Rob gave me a 1GB clonepod. Its Chinese designers made a number of...questionable design decisions, and as a result the player was somewhat broken when I got it.
Broken bits do not necessarily deter me. In this instance, the player had been gifted with a nonstandard tiny usb plug/socket, which naturally broke apart. Here's the recipe for my fix.
- a multimeter, alligator clips and a needle
- fine-tipped soldering gear, some desoldering braid
- two cdrom-audio cables
- a length of ribbon cable, 4+ strand
- a bit of breadboard
- four jumper pins or a bit of terminal strip
- superglue and a bit of epoxy
The first step obviously is to salvage...information, that is: with the multimeter and the needle I figured out the pin correspondences between usb plug and the proprietary plug and down into the player guts.
Having established that I desoldered the broken socket. And soldered in the short strip of ribbon cable. The four "fat cables" in the photo are each 1.2mm wide...

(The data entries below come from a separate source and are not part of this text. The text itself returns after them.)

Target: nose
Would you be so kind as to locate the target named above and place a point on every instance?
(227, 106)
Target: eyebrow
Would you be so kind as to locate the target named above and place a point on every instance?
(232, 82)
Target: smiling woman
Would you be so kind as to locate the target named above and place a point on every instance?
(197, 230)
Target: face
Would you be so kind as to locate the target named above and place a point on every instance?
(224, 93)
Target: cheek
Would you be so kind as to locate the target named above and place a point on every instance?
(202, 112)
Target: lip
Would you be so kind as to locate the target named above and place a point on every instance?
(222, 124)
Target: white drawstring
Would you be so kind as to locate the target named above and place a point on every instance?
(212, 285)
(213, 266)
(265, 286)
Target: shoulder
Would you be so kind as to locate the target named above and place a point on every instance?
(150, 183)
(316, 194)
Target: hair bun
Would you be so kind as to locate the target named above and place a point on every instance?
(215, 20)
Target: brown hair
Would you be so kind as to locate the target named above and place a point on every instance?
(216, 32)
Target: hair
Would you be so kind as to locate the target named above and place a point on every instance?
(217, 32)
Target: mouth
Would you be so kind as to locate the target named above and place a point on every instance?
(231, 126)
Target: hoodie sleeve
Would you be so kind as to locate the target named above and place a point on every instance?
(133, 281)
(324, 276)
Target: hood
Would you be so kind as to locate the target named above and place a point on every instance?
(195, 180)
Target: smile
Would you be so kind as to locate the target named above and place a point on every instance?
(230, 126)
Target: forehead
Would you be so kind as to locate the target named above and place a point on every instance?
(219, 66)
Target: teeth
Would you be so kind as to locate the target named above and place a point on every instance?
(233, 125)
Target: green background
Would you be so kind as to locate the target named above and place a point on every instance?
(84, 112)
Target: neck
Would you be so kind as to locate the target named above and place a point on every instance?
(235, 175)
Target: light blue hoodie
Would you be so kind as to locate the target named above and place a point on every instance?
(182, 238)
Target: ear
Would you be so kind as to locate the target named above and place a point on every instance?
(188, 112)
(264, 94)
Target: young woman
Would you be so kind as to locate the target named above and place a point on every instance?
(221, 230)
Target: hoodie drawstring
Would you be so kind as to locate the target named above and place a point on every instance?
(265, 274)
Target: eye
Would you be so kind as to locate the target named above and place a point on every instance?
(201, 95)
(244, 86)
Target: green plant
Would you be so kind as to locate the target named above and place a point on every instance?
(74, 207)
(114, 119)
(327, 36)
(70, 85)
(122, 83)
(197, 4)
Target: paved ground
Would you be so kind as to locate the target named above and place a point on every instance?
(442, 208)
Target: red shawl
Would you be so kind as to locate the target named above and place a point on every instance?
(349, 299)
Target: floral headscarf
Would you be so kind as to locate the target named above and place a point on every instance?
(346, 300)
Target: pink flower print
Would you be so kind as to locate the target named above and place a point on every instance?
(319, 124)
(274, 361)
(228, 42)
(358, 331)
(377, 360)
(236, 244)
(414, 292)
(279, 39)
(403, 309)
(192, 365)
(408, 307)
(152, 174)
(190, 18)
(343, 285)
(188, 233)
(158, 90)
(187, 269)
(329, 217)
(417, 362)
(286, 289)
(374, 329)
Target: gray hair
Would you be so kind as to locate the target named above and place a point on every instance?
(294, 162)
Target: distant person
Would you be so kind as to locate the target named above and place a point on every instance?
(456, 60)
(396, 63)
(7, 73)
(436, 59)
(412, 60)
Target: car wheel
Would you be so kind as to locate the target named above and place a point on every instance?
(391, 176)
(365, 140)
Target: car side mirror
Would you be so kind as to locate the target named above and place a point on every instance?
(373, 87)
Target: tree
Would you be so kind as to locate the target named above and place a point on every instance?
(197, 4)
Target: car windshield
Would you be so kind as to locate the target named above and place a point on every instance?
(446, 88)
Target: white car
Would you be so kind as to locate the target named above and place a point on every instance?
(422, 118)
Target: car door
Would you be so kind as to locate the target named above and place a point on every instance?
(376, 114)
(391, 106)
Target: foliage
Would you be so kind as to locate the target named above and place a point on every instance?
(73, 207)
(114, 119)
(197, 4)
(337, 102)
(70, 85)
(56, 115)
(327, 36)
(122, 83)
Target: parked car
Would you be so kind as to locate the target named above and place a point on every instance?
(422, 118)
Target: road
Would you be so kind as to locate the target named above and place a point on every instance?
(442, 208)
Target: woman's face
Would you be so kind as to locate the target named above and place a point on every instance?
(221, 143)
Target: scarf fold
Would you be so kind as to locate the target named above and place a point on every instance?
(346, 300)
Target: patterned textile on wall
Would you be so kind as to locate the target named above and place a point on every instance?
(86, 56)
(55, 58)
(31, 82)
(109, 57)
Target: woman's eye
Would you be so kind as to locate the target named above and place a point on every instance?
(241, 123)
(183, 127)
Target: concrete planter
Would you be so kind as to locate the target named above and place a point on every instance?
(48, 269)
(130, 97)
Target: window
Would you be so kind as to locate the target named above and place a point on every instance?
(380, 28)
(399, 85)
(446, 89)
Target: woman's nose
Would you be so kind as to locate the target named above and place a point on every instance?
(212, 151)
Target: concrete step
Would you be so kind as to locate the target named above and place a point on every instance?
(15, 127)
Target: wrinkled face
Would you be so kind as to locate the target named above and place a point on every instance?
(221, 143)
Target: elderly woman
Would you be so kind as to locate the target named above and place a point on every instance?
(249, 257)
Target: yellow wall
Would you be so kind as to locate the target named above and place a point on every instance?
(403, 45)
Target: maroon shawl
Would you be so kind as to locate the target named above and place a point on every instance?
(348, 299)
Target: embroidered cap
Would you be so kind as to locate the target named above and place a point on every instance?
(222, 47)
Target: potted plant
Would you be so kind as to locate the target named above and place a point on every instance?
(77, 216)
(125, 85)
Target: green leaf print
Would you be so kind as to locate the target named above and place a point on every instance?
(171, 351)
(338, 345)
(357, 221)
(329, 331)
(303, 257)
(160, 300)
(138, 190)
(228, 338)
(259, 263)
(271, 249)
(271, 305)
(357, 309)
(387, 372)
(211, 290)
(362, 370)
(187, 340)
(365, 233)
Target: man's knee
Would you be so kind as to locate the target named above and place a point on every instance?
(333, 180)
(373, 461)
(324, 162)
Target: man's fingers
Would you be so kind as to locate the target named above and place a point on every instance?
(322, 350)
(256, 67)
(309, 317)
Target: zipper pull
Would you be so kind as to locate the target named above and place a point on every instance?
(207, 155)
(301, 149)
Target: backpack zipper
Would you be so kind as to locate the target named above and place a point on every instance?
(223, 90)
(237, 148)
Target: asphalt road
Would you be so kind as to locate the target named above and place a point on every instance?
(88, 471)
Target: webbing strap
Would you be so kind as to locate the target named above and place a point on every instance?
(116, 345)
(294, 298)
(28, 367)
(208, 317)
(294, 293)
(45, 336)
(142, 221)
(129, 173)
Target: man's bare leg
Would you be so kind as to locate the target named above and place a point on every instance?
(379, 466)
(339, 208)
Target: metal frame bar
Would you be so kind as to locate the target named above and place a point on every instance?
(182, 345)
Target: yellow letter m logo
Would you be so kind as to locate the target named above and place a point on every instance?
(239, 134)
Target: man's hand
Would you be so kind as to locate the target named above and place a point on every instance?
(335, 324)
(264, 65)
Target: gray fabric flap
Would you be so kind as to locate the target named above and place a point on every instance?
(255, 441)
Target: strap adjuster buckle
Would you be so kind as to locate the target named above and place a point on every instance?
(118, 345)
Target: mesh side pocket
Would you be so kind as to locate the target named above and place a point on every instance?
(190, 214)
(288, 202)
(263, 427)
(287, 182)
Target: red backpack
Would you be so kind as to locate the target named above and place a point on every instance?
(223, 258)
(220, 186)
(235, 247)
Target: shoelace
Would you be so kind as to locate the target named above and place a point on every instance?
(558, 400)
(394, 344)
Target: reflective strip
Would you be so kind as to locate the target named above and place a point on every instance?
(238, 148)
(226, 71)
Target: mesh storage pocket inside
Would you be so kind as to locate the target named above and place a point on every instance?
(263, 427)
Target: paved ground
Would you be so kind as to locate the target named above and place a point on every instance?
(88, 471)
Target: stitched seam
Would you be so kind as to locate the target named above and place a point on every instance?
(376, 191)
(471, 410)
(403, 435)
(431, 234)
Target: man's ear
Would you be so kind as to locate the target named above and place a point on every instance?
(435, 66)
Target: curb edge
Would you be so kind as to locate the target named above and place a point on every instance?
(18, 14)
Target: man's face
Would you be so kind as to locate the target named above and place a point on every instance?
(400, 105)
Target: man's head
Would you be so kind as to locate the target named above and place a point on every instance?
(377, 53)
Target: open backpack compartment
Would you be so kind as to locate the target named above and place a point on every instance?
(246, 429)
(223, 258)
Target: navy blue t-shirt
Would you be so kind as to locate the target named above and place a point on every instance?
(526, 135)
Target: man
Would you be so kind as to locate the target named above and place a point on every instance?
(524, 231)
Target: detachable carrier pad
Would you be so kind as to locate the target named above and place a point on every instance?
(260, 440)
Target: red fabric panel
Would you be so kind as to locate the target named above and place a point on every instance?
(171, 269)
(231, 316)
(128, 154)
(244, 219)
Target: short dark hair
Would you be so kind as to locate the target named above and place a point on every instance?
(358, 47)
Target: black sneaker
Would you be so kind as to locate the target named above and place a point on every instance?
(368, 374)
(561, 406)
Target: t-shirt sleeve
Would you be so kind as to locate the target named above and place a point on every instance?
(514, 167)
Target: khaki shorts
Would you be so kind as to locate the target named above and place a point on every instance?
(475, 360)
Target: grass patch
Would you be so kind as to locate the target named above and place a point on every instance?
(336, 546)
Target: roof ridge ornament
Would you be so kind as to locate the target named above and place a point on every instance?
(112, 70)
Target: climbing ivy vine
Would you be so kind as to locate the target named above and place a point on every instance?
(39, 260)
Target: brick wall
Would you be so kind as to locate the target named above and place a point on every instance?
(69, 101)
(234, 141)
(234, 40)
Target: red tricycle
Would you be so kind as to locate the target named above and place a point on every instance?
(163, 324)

Next I ripped two four-pin connectors off the cdrom audio cables, carefully pulled the contacts out (two cables were sacrificed because usually only three pins are connected but I need four connections for usb).
Then I mocked up the future plug and placement: the point is mechanically avoiding insertion of the reversed plug, and making the replacement not worse ergonomically than the original. The resulting plug is right-handed :-).
The dud nonstandard plug was cut off the player's cable and the bit of breadboard was soldered to the cable. I added a bit of strain relief (as the player is going to end up in my daughter's hands) and finally isolated the copper side by pouring an epoxy layer (with some blu-tack as "mould").
Finally the four extracted plugs from the cdrom cables were soldered to the other end of the ribbon cable, the plugs were reinserted into the plastic frame and I super-glued the whole shebang onto the back of the player.
Net cost: an hour or so of fiddling, and some bits of scrap. Net result: it works again (modulo the really stooopid firmware), and that Plug Is Solid and will not break in normal use.